The state Legislature is moving slowly -- think "rush hour on Route 128" slowly -- toward requiring that all drivers use hands-free technology when using their phones in their cars.
Surfing the internet or texting your friend while behind the wheel is already illegal, but there are mountains of evidence showing the practice is deadly. About 3,300 people die every year in accidents caused by distracted driving, and another 36,500 are injured, according to the federal government.
Increasingly, however, cell phones aren't the only culprit. Advanced in-vehicle "infotainment" systems -- think of a dashboard display with radio, GPS, cameras and internet -- are proving to be just as distracting, according to new research by the AAA Foundation for Traffic Safety.

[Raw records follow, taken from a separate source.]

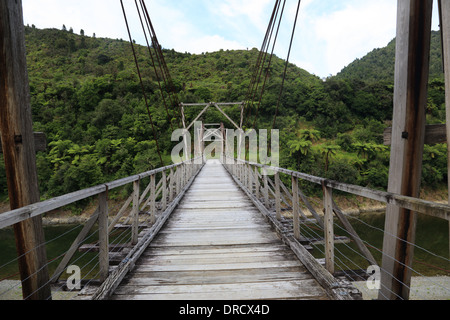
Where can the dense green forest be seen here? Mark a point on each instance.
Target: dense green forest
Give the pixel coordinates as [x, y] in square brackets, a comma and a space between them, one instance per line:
[86, 96]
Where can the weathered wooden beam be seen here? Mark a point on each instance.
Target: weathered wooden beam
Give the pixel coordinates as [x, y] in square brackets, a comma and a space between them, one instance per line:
[19, 151]
[329, 228]
[40, 142]
[408, 136]
[444, 10]
[103, 235]
[434, 133]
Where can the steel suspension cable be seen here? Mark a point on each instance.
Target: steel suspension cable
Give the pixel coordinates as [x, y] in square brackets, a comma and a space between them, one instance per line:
[286, 65]
[142, 84]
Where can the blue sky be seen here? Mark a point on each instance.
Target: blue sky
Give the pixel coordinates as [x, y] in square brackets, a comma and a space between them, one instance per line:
[330, 33]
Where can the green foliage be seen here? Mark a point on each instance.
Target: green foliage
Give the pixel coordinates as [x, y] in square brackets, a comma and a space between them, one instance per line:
[87, 98]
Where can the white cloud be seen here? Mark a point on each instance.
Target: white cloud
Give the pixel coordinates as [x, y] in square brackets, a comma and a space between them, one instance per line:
[354, 31]
[330, 34]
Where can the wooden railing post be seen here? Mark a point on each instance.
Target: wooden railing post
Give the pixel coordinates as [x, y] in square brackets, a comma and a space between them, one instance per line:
[295, 208]
[250, 178]
[329, 228]
[164, 191]
[266, 189]
[171, 185]
[152, 198]
[103, 235]
[135, 213]
[277, 195]
[256, 183]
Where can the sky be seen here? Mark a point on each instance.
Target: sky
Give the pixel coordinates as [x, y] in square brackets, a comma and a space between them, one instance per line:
[330, 34]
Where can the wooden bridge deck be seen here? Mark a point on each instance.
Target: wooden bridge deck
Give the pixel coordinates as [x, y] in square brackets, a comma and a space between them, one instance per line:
[217, 245]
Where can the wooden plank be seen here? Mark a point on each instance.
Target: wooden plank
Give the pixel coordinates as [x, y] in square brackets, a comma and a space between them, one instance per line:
[223, 249]
[259, 290]
[183, 250]
[113, 281]
[217, 276]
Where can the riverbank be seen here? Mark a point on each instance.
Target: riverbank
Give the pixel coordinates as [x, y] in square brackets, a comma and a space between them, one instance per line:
[422, 288]
[349, 204]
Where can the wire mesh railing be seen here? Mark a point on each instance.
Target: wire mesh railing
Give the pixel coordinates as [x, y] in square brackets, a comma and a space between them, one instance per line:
[81, 257]
[349, 246]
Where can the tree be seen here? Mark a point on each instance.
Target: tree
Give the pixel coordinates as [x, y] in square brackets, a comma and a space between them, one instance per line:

The systems are often too complicated to be operated through voice or touch command, and especially challenging for older drivers.

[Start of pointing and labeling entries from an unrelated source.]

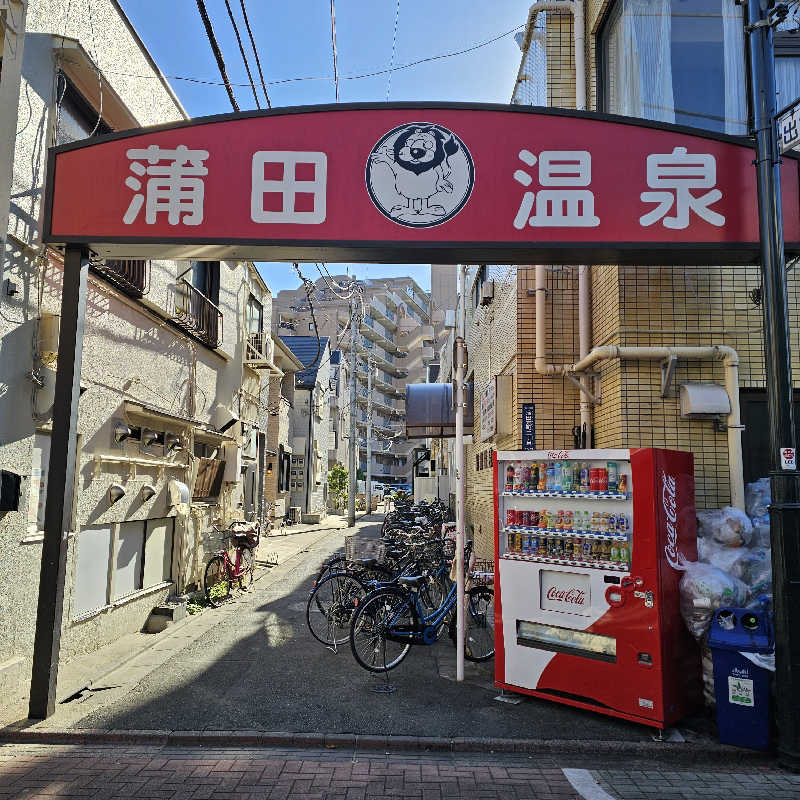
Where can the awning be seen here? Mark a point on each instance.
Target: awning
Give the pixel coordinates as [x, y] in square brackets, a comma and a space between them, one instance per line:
[87, 77]
[430, 411]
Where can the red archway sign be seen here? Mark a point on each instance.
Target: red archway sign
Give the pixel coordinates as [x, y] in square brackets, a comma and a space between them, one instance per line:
[415, 182]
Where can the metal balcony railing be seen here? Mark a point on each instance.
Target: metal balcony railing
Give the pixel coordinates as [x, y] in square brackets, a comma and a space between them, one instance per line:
[195, 313]
[130, 276]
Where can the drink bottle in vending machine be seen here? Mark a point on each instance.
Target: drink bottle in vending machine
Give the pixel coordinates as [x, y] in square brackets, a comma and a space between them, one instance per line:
[587, 546]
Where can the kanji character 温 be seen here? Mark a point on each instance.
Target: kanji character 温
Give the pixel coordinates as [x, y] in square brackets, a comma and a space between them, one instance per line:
[565, 205]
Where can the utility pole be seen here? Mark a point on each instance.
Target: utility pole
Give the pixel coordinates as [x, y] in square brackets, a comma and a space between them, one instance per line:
[460, 349]
[369, 435]
[784, 509]
[353, 459]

"Voice-command functions found in new in-vehicle technology are intended to help drivers by keeping their eyes and attention on the road," said Mary Maguire, director of public and legislative affairs for AAA Northeast. "Unfortunately, the complexity and poor design of some of these systems could cause more harm for older drivers, in particular, instead of helping them."
The AAA study showed older drivers needed roughly five to nine seconds to use the system -- sending a text, changing the radio station, setting a GPS address. Taking your eyes of the road for just two seconds, however, doubles a driver's risk of a crash.
The news is especially concerning considering that by 2030, more than one in five drivers will be over 65.
Maguire called the issue "a design problem, not an age problem."
The AAA urged automakers to design infotainment systems that are easily used by drivers of all ages. That can be done by improving voice-command technology, simplifying software and repositioning the systems so drivers don't have to take their eyes off the road to use them.
Hands-free technology is supposed to make the roads safer. It's up to automakers to make sure it does.